Xilinx / llvm-aie

Fork of LLVM to support AMD AIEngine processors
Other
103 stars 12 forks source link

Support for software pipelining in pragmas. #126

Open aidansander opened 3 months ago

aidansander commented 3 months ago

I'm compiling a simple kernel using peano. Manually software pipelining the attached kernel (dut_pipelined.cc) yields considerable speedup compared to using pipelining pragmas (dut_pragma.cc). Without manual pipelining, the produced assembly does not pipeline and the kernel runs in ~1800 cycles. With manual pipelining, the kernel runs in ~1000 cycles. The clang loop min_iteration_count and max_iteration_count pragmas have no effect on the produced assembly. dut_pragma.cc dut_pipelined.cc

konstantinschwarz commented 3 months ago

Hi @aidansander, could you also provide the lut_based_ops.h header to be able to reproduce your results?

aidansander commented 3 months ago

Sure thing. lut_based_ops.h and lut_based_ops.cpp (which holds the LUT values) are both included from here. I'm running the kernel using llvm-lit on some tests. The manually pipelined and loop pragma tests have the steps I used to run and measure the cycle count.

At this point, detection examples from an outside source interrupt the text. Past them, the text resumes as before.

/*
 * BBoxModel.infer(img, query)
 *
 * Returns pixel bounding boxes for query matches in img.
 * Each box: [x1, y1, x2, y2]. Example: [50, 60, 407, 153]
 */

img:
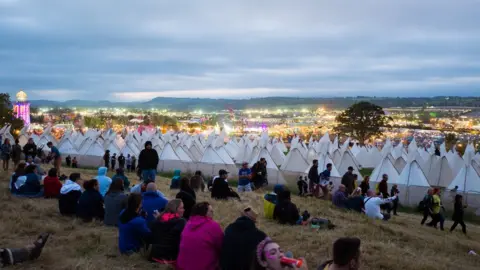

konstantinschwarz commented 3 months ago

Thanks! One thing to consider: LoopUnroll runs before MachinePipeliner, i.e. if you completely unroll the loop (through #pragma unroll), there is nothing to do for the pipeliner.

There are a few things we are still lacking though to get this software pipelined:

With these tweaks, I could get a SWP loop with 23 cycles. It should be possible to further improve on that. FYI @gbossu @martien-de-jong @andcarminati

konstantinschwarz commented 2 months ago

Update: 1. & 2. have been resolved. Last point - MachineMemOperands for VLDB.4x instructions - still needs to be done.